Some things, no doubt, are indeed difficult to understand. Fortunately for us, the Bible isn’t one of them. According to the website christianbook.com, the reading grade level required for understanding various translations of the Bible indicates how easy it is for the average person to read and comprehend God’s Word. The most difficult to read is the King James Version (thou shall not be surprised at such a revelation!), which requires a 12th grade reading level. The English Standard Version is written on a 10th grade level and both the New International and New King James are written on a 7th grade level. Almost everyone can read and understand the Bible!

However, there is a desperate lack of Biblical literacy in our world today and, may I dare say, in the church as well. So if the issue is not that we can’t understand what has been written, then what is the reason so many don’t know the Bible? Quite simply, the problem is that too many don’t take the time to read it. We make it complicated by not actually studying it. And when we fail to study the words of God, we fill the ‘knowledge void’ in our life by listening to what others say about the Bible. We gather a snippet here or there and collectively that becomes our understanding of Scripture. Before you know it, we are attributing to God’s Word things that aren’t actually in God’s Word, such as “God helps them who help themselves”, Eve ate a forbidden ‘apple’, Jonah was swallowed by a ‘whale’, God promises that the faithful will be happy, healthy and wealthy and so on.
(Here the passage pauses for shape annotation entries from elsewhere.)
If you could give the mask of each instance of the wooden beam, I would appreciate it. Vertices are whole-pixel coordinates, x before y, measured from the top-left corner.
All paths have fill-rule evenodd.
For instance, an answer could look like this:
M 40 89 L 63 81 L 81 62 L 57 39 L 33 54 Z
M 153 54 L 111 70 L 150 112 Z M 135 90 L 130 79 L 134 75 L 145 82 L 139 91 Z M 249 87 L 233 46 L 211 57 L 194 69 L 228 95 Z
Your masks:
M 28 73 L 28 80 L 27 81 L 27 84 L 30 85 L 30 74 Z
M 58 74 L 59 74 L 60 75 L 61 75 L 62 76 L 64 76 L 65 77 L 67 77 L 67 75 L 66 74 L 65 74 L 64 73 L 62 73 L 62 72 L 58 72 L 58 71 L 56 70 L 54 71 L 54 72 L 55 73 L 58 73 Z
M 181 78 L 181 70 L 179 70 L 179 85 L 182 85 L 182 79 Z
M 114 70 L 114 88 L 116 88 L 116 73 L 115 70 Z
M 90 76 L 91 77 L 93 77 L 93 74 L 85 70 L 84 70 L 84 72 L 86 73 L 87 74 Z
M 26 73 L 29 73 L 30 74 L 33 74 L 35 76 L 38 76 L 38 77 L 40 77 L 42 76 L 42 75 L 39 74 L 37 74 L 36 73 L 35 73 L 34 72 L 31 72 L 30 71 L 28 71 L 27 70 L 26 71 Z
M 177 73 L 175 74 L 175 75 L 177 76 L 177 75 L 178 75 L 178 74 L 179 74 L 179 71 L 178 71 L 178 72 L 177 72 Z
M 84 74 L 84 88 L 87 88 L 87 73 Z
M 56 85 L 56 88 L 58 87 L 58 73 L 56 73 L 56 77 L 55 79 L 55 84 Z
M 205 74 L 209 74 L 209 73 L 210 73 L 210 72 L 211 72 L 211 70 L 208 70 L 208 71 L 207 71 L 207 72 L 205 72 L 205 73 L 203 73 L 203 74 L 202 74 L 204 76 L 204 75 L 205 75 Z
The simple truth is that Bible illiteracy is not so much the result of a lack of understanding as it is caused by a lack of effort.

We are inundated by information in our world today, so much so that someone has calculated that the knowledge of the world doubles every 12 months! Yet so much of the information that is available to us is either factually incorrect or so biased that it cannot be trusted. But that isn’t the case with God’s Word. Jesus said in John 17:17 that God’s Word is truth. The truth found in Scripture doesn’t change due to political movements, court decisions or cultural fads. God’s Word is eternal. The psalmist wrote, “The sum of your word is truth, and every one of your righteous rules endures forever” (Psalm 119:160). Jesus said, “Heaven and earth will pass away, but My words will not pass away.” (Luke 21:33). Men will come and go, but the eternal truth of God’s Word lasts forever!

Sunday morning we are going to see that the reason that the Bible is always true and will never change is found in 2 Timothy 3:16. There we’ll read that Paul says, “All Scripture is breathed out by God and profitable for teaching, for reproof, for correction, and for training in righteousness.” Knowing then that what we hold in our hands when we clutch the Bible comes directly from God, why do we not study it like we should? What could possibly be more important in our lives than taking the time to read the very words of God?

Sunday we will be challenged to make a New Year’s resolution to diligently study God’s Word. And as we will see, to actually fulfill that resolution is the most profitable thing we can do for ourselves in 2016.